A woman gave Josh the dog. Her name was CG. She hadn’t freely gifted, only left a responsibility, but some people’s responsibilities are other people’s friends, and Josh and I both love that dog in a way I say only men can do. I know I’m wrong but I still say it.

When Trigger was a pup, he’d pee a lot and when Josh and I walked across the Burnside Bridge one of us always used to hold him so he wouldn’t jump off. We worried sick about that. Puppies love licking things, but they ain’t got a lick of sense. We held that dog back from the edge. We’d had friends go over before. Then the city boats come down the river. You don’t know how sad a friendship can be until your friend is a sodden thing on the end of a boat hook, trailing in the water because a wet carcass has too much weight to haul into the boat. They get them little waves slapping ’gainst their faces. I know. I seen this twice, for Josh it’s three, and whenever we crossed the bridge, we tightly held that pup.

And that dog could pee! God! Pee! Jesus triumphant and angels sing—that dog could piss!

It was pee and pee and we’d hold him over the side railing so the pee would cascade down into the Willamette River. One of us’d hold and the other would stand to block the view from cars going by, because if not then there was times cars would stop and shriek, “Don’t throw the dog over! You bums! Don’t throw the dog over!” Those cars stopped in the middle of the bridge. Arms waving. Trigger would be barking and barking, protecting us from madmen, even then. One time the Route 20 bus stopped right there on the bridge! The bus driver didn’t yell nothing at us but she got on her radio and said something to someone, and the bridge sat beneath us waiting, the water farther below, and a cop car soon came racing out and a cop (it was Salmons, the one who beat Chollie for talking back about the free meals) said, “You throw that dog and I’ll arrest you for murder!”

We would never have thrown that dog.

Why don’t people know that?

A man without a job doesn’t mean a man without morals. No man would ever throw a dog into a river. If we didn’t want him, we’d have enough sense to abandon him somewhere and just kick him if he came back.

The woman what gave Trigger to Josh begged for coins and dollars mostly off of Fourth, ranging up and down, not always in one place, and her thing was to talk about making it to Ireland one day. She claimed it was Ireland she wanted, and that while a single dollar wouldn’t get her there, it’d help her forget the failure. It worked as well as anything else. People make up their minds tidily fast if they’ll give money to my kind, and the best line don’t change that any more n’ the worst line.

Her name was Chollie’s Girl. She would never tell us different. We called her CG and gave her some of our food because she was like that, worth the giving of things. We only got to know her some weeks after Chollie was gone. We never knew her and Chollie to be in Portland at the same time. She came along after Chollie took his dive into the river along with a pigeon tied into a plastic bag from Powell’s Books. It wasn’t no real pet. He just didn’t want to check out alone and none of us would go with him.

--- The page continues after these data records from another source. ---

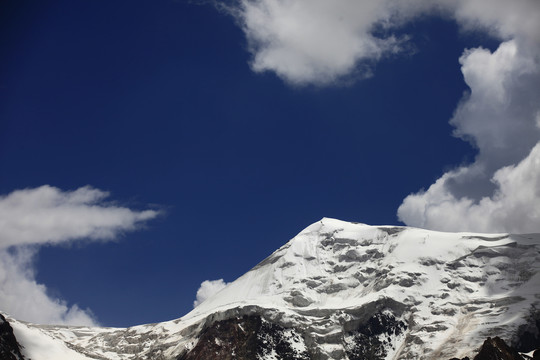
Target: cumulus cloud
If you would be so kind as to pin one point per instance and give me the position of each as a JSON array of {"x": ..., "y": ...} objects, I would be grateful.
[
  {"x": 207, "y": 289},
  {"x": 47, "y": 215},
  {"x": 513, "y": 207},
  {"x": 498, "y": 192},
  {"x": 319, "y": 42}
]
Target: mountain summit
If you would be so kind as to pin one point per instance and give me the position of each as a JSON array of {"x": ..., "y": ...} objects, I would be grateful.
[{"x": 341, "y": 290}]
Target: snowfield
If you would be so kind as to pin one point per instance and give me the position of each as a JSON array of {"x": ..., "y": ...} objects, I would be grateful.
[{"x": 436, "y": 295}]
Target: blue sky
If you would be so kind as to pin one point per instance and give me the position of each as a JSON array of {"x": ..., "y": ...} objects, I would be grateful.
[{"x": 233, "y": 139}]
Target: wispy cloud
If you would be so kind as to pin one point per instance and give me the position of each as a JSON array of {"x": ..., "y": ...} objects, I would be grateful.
[
  {"x": 207, "y": 289},
  {"x": 500, "y": 190},
  {"x": 46, "y": 215},
  {"x": 308, "y": 42}
]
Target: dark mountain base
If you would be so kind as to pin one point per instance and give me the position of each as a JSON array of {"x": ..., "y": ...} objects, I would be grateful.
[
  {"x": 496, "y": 349},
  {"x": 245, "y": 338},
  {"x": 9, "y": 348}
]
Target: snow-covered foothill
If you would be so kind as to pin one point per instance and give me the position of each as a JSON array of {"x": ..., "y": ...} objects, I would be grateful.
[{"x": 403, "y": 292}]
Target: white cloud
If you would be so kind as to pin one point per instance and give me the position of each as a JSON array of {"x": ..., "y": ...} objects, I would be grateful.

A day after the river took Chollie inside, he was in turn taken back out. I sat and watched with my back against a tying post for the naval ships. That hunk of metal was too warm in the sun at first, but after I was settled ’gainst it for a couple minutes it began to come all cold. I liked that better. It was sunny that day. I remember how the little waves were shining on the river. John Oats came by and we wondered how they would go about drying Chollie out. We laughed how they’d have to put him on a clothesline. We laughed. We neither of us thought it was funny. We laughed.